Professor Dick Startz von der University of California Santa Barbara fand außerdem heraus, dass die Prügel nicht alle Hintern gleichmäßig treffen: Schwarze Kinder werden doppelt so häufig in der Schule geschlagen wie weiße. Den ultra-christlichen Schlägern kann man nur empfehlen, einen Blick in die Coleman Grundschule in Baltimore zu werfen. Die Schule liegt in einem Gebiet, das man als Problemviertel bezeichnen könnte: 80 Prozent der Schüler leben unterhalb der Armutsgrenze, viele bekommen daheim zu wenig zu essen, Gewalt und Drogensucht sind an der Tagesordnung. »Ich habe erlebt, dass ein Kind reinkommt, mir direkt ins Gesicht schaut und ohne jede emotionale Regung sagt: Mein Großvater wurde gestern erschossen«, erzählt Andres Gonzalez, Mitgründer der Holistic Life Foundation. »Man kann sich vorstellen, womit diese Kinder zu kämpfen haben.«
Die Schule hat gerade deshalb beschlossen, Gewalt nicht mit Gewalt zu vergelten. »Wir versuchen wirklich unser Bestes, die Schule zu einem Ort zu machen, an dem sich die Kinder sicher fühlen und wo wir auf ihre Bedürfnisse eingehen«, meint Schulleiterin Carlillian Thomas. Sie hat mit der Holistic Life Foundation ein Aufsehen erregendes, preisgekröntes Pilotprojekt eingerichtet: Jeder Schultag beginnt und endet mit 15 Minuten Meditation. Die Kinder sitzen still, Augen geschlossen, und konzentrieren sich auf ihren Atem. Wenn ein Kind aufmüpfig oder gar gewalttätig wird, schicken es die Lehrer in den »Mindful Moment«-Raum. Dort werden sie nicht mit Schlägen, sondern mit Lavendelduft und lila Meditationskissen empfangen.

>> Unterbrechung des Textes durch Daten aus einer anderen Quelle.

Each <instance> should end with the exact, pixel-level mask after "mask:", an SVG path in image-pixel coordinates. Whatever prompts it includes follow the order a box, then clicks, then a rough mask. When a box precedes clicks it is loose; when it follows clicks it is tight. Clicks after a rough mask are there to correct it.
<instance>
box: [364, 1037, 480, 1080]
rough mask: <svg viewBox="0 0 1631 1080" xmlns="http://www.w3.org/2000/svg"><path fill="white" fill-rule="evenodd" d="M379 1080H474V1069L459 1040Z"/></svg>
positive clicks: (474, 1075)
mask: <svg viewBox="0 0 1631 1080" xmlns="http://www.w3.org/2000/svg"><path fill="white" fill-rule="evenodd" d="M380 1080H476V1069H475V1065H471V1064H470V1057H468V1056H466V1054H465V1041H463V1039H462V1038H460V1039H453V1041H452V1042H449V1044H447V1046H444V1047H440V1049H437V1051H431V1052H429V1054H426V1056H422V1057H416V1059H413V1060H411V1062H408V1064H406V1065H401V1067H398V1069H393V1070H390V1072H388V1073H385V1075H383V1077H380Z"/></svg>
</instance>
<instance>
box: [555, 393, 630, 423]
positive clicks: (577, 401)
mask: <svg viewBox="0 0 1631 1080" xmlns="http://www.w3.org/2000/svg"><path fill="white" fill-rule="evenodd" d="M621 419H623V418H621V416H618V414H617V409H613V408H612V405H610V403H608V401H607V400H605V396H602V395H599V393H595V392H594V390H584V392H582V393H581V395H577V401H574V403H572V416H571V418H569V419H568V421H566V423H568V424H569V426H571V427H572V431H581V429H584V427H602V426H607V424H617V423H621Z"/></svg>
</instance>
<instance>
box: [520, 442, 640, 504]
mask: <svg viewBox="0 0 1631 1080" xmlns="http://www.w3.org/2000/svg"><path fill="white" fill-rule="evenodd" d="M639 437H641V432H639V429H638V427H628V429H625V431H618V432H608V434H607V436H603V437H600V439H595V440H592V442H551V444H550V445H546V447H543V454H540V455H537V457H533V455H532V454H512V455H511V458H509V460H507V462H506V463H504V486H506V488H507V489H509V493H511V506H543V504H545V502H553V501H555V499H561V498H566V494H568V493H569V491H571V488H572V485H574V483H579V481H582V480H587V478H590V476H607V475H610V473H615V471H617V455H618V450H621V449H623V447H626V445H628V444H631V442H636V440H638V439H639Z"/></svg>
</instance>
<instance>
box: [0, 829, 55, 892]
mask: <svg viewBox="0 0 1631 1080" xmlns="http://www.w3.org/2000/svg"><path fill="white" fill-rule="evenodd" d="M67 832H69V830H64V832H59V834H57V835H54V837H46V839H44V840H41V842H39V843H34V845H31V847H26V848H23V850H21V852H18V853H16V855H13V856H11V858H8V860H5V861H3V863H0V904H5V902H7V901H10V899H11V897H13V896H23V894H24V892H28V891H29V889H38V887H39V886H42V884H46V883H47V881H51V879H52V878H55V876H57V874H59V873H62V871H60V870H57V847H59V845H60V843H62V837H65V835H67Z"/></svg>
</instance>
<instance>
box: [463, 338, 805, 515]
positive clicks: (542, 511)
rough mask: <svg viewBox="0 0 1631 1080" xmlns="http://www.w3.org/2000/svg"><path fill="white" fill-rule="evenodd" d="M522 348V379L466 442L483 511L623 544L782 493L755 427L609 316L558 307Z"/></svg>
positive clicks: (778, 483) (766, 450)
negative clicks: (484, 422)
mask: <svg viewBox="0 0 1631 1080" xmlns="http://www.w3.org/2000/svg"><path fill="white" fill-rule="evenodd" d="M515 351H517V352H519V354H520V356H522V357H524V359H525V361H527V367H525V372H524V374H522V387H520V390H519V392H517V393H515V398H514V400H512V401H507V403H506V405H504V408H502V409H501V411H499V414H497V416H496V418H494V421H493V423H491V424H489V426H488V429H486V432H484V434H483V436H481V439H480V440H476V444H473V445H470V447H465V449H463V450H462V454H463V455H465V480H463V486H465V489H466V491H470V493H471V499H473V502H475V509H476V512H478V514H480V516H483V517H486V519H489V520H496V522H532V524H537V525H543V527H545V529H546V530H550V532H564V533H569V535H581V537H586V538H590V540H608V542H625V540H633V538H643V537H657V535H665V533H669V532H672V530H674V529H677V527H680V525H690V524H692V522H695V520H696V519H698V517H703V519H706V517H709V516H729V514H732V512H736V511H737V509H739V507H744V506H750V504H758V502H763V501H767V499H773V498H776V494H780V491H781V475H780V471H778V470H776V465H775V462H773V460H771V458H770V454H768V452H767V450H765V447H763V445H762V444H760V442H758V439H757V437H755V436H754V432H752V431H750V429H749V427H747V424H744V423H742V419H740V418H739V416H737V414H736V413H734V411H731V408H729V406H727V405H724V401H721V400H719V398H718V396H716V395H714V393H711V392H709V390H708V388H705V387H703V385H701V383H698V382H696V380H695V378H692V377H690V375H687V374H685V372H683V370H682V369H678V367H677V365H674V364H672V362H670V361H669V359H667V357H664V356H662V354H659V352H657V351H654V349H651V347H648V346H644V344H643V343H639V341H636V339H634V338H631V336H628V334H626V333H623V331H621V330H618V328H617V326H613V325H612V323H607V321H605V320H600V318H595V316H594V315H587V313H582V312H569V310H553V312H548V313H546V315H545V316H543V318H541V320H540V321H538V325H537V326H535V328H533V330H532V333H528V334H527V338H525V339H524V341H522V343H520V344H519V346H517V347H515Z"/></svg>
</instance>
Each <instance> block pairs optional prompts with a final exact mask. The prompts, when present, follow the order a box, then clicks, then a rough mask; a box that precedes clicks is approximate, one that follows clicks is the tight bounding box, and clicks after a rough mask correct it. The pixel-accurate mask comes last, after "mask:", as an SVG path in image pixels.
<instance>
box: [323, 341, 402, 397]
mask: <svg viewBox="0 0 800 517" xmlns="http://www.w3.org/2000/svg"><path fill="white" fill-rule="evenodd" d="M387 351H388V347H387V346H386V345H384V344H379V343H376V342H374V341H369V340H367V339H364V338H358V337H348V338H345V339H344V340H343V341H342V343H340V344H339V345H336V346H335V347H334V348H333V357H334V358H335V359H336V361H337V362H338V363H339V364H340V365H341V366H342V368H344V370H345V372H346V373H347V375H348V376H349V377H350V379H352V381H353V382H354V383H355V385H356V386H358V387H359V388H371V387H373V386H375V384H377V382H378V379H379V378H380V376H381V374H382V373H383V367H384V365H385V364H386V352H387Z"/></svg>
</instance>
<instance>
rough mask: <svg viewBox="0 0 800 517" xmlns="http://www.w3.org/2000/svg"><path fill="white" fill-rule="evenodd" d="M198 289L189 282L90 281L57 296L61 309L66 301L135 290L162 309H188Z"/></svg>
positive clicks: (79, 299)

Das wirklich Erstaunliche ist der Effekt: »Die Kinder kommen rein, vielleicht aufgewühlt, und dann nehmen wir diese negative Energie und fokussieren sie auf etwas Positives«, sagt Thomas in einer CNN-Dokumentation. »Statt zu raufen, lernen sie, Konflikte friedlich beizulegen. Seit wir das Programm eingeführt haben, mussten wir keinen einzigen Schüler mehr suspendieren.« Das Programm ist so erfolgreich, dass es bundesweit ausgedehnt werden soll. Das einzige Holz, das dann den Kinderhintern berührt, ist das Holz der Meditationsbank.